Many lenses with rear mounted filters require a filter to always be mounted. The filter is one of the optical elements. Doubt it will affect vignetting, but it sure affects sharpness of the Arsat 30 fisheye on my Pentax 645. I remember the Peleng. Always wanted one.
Thanks,
barondla

Very true!

Not only would the absence of a required filter cause a loss of sharpness, it might even prevent infinity focus. A curious (and essential) property of light traveling in a dense medium such as glass is that refraction makes the effective distance travelled by the light less than the thickness of the glass.

For purposes of flange focal distances, a 2mm thick rear filter acts like it's only 1.33mm thick (assuming it's ordinary glass with an index of refraction of 1.5). Remove that filter and the point of focus shifts 0.67mm further from the lens which might be too far for the focusing mechanism at infinity.

[barondla]

Very true!

Not only would the absence of a required filter cause a loss of sharpness, it might even prevent infinity focus. A curious (and essential) property of light traveling in a dense medium such as glass is that refraction makes the effective distance travelled by the light less than the thickness of the glass.

For purposes of flange focal distances, a 2mm thick rear filter acts like it's only 1.33mm thick (assuming it's ordinary glass with an index of refraction of 1.5). Remove that filter and the point of focus shifts 0.67mm further from the lens which might be too far for the focusing mechanism at infinity.

Is there a reason to make filters with lower refraction glass?

Thanks,
barondla

[photoptimist]

Is there a reason to make filters with lower refraction glass?

Thanks,
barondla

Alas, the only decently hard/strong materials offered by our universe have high refraction. There are some clever ways to make thin films with an index of refection near that of air (great for making anti-reflective coatings) but I don't think they scale up to make a nice solid disk. And there are some clever ways to make thick disks with an index of refection near that of air (aerogels!) but they are quite fragile.

One can reduce the problem with thinner filters. A gorilla glass filter could be only a fraction of mm thick without being too fragile.

[HomeMadeSin]

The FOVs of the K1 and LX are virtually the same* but the photosensitive surfaces are not. Film and silicon sensors have very different optical properties that affect performance in the corners.

For film, the matte surface of emulsion can readily absorb light coming from all angles.
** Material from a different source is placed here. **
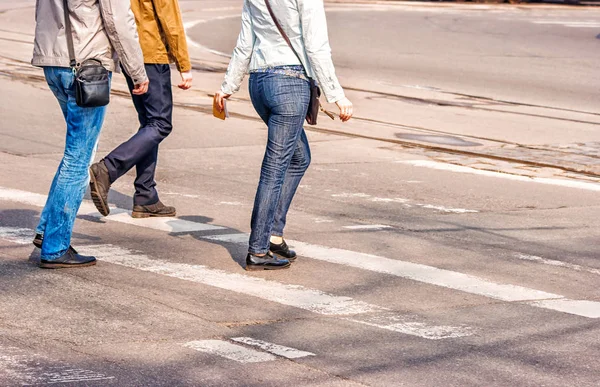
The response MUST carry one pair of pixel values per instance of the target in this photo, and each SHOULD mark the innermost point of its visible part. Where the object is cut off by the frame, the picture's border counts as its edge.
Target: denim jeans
(281, 101)
(155, 111)
(72, 177)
For digital, the microlens-studded surface of a silicon sensor cannot readily absorb light coming from all angles. The microlenses int he corners are optimized for certain angles that assume the exit pupil of the lens is a certain distance from the film plane. Older ultra-wide angle lenses may have exit pupil distances that are too close to the film plane and that cause vignetting.

*The exception to this occurs when shake reduction, composition adjustment, or astrotracer are used. These features shift the sensor up to 1.5mm in both directions which puts one or two of the sensor corners further into the extremities of the lens's image circle.
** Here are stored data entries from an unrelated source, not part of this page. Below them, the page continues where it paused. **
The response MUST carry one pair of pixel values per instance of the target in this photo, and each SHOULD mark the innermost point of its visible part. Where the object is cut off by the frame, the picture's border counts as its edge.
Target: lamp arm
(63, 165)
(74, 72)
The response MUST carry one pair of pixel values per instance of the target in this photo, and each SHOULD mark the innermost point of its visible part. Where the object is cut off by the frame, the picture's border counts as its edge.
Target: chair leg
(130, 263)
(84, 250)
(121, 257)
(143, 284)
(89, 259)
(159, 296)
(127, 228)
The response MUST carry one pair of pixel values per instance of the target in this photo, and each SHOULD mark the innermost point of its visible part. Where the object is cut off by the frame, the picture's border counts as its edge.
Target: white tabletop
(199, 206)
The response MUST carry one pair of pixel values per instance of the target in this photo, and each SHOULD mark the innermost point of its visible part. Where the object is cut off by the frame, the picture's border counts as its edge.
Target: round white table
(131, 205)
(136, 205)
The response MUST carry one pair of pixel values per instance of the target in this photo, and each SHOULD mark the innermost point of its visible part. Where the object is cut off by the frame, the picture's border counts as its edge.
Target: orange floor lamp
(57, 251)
P.S. This fact about silicon sensors is one of the reasons that the short mount distance of MILC cameras doesn't really enable lenses as small as proponents of MILC might think. MILC still require retrofocus designs (or heavy vignette correction) with wider lenses.

This is interesting to me. Although I've yet to be fitted for my dunce cap, intuitively what you wrote makes sense. However, I have not been able to find similar information concerning the large diameter/short flange distance of the latest MILC offerings (Nikon for instance, but they are not alone). I was interested in the Z series cameras.

Does this help explain the 645Z appeal/performance with 'old' tech? Because a MF mirrorless (Fuji, H-blad) could be in a similar boat as the new FF ILCs. Of course, I just assumed (due to lack of other sources indicating this) that it is a technicality that doesn't affect the image as much as one might construe.